O ACRE E JOSÉ PLÁCIDO DE CASTRO


Sempre tive uma admiração por essa importante figura da história do nosso Brasil do período entre o final do século XIX e início do XX, e, igualmente,  interesse e curiosidade em relação aos meandros da história da anexação da daquele longínquo território (bem lá no Norte do Brasil),  à época pertencente à Bolívia, e que, diferente da afirmação raivosa e prenhe de mágoa do falecido ditador Hugo Chávez, ‘o Brasil nos roubou o Acre pelo valor de um cavalo’, o território nos custou uma boa grana quando, em finais de 1903, foi comprado graças às habilidades do Barão do Rio Branco e do nosso Assis Brasil, dois homens extremamente competentes no mister da negociação.
Na verdade, custou-nos até muito: dois milhões de libras esterlinas e mais algumas outras coisitas.

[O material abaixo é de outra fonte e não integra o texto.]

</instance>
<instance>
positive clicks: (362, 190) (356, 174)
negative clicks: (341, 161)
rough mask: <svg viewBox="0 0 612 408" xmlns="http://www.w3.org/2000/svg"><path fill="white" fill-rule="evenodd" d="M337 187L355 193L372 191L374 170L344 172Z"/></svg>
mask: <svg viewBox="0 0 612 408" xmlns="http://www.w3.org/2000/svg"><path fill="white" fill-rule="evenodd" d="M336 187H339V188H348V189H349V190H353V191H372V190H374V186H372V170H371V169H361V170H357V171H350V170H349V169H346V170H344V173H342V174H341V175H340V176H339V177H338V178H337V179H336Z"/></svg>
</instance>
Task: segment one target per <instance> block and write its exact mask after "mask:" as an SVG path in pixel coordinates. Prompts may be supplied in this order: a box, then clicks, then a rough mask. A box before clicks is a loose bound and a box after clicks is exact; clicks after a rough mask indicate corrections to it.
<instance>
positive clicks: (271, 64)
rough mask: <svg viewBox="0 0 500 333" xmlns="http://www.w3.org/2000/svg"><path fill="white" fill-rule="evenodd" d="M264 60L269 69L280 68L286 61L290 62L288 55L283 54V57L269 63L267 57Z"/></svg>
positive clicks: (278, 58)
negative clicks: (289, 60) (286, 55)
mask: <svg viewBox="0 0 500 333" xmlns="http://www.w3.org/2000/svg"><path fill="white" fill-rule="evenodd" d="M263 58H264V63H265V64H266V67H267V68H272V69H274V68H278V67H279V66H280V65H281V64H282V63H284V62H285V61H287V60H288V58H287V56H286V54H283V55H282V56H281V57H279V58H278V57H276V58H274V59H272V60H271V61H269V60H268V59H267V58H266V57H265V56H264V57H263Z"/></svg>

"Há na web um texto da historiadora Neidy B.M. de Albuquerque, sua tese de doutorado na USP  de 2015, muito bom, com o chistoso título ‘A cavalo dado não se olham os dentes, Bolivian Syndicate e a questão do Acre na imprensa.’. Aqui neste texto, não vou desenvolver as implicações que a ‘negociata’, típica de república bananeira, cometeu com um trust de investidores objetivando arrendar a região a esses capitalistas predadores. A decisão dos bolivianos, arriscada, inábil, e a repercussão negativa na imprensa, mudou a posição original do nosso governo e acabou por trazer o território acreano ao seio da nossa Pátria."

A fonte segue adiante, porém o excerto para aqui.